Amerika

Furthest Right

Sortists

During the early years of learning to write code, becoming fascinated with sorting routines seems like a rite of passage. After you write your first bubble sort, it seems that everything else is an optimization on that.

First, you learn to treat the task as a human — optimized by millions of years of natural selection before even the hominid stage — would do: you break the list into small segments, and figure out how to estimate how many high numbers each one has, moving those toward the top of the stack while moving low numbers to the bottom.

Then you strategically sort each segment from high to low, and knit them together while taking into account overlap, ending up with a nice spectrum from low to high. There are many other shortcuts, each of which can be the foundation for a technique of sorting.

For years, those of us who are not Denialists — those who want to believe that the conjectured society of equality can function, and who therefore fear and hate those who offer competing ideas that by their existence invalidate that conjecture — have looked for a term to describe what we are.

We have a different morality, one based in outcomes in reality and not human social perceptions. These moralities are distinct:

  • Denialists: good to the good, and good to the bad, a.k.a. “equality.”
  • Sortists: good to the good, and bad to the bad, a.k.a. natural selection or morality.

The latter is unpopular because it requires people to contribute something — productivity, creativity, order, beauty — in order to be assessed as good or bad, and therefore be rewarded (or not).

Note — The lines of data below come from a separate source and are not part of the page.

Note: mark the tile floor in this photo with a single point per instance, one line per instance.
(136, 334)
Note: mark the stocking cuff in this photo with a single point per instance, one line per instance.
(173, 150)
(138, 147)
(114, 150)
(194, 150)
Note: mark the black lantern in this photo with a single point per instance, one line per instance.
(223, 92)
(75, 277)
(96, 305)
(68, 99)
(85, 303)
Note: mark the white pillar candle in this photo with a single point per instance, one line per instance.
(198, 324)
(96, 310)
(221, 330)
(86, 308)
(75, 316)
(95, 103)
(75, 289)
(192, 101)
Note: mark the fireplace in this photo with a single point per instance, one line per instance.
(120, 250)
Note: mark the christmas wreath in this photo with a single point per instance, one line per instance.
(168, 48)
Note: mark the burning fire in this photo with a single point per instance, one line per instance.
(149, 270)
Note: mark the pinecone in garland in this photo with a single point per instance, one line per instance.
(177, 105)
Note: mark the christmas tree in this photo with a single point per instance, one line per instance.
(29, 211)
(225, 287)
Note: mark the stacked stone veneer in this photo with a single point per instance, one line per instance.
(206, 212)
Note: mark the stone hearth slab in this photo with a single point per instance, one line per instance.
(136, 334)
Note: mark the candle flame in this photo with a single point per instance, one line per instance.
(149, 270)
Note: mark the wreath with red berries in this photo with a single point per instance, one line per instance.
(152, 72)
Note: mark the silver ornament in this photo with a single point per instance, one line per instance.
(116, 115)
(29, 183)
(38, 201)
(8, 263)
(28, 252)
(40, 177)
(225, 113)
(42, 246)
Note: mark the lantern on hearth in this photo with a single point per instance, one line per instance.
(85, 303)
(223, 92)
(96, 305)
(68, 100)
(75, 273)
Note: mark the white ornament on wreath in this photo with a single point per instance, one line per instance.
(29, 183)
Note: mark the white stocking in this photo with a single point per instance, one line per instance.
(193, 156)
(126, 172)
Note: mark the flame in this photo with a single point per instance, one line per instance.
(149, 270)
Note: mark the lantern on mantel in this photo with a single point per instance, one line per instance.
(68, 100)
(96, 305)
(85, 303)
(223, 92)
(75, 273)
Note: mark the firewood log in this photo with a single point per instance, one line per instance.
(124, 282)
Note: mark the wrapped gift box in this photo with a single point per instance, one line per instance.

It serves as the only form of actual meritocracy, a system where those who do good experience reward, and everyone else gets less or nothing. Meritocracy is the opposite of equality, where everyone is in advance assumed to be good and entitled to some rewards, usually taken from some of the others.

Sortists recognize that society is not a static thing, nor are populations. They must always keep producing good people in order to have enough of a ratio of good to bad that the society can survive.

This works best in a homogeneous society because only those can have a cultural standard of morality, and therefore make choices about what is good and what is bad for that group, in order to reward some and exclude others.

A really good society will have a constant outflow of bad people who, unable to find reward, move to places that operate by “good to the good, and good to the bad,” like the third world, which is run by warlords who depend on a high bad to good ratio.

Those who see the wisdom of Sortism realize that civilization is first and foremost a biological entity which depends on the health, including moral health, of its population. Without that, it fails, no matter how many laws it has.

As democracy winds down with a high balance of bad to good, new societies are appearing. These are not parallel societies, but incoming successors to the dying Regime of the Denialists.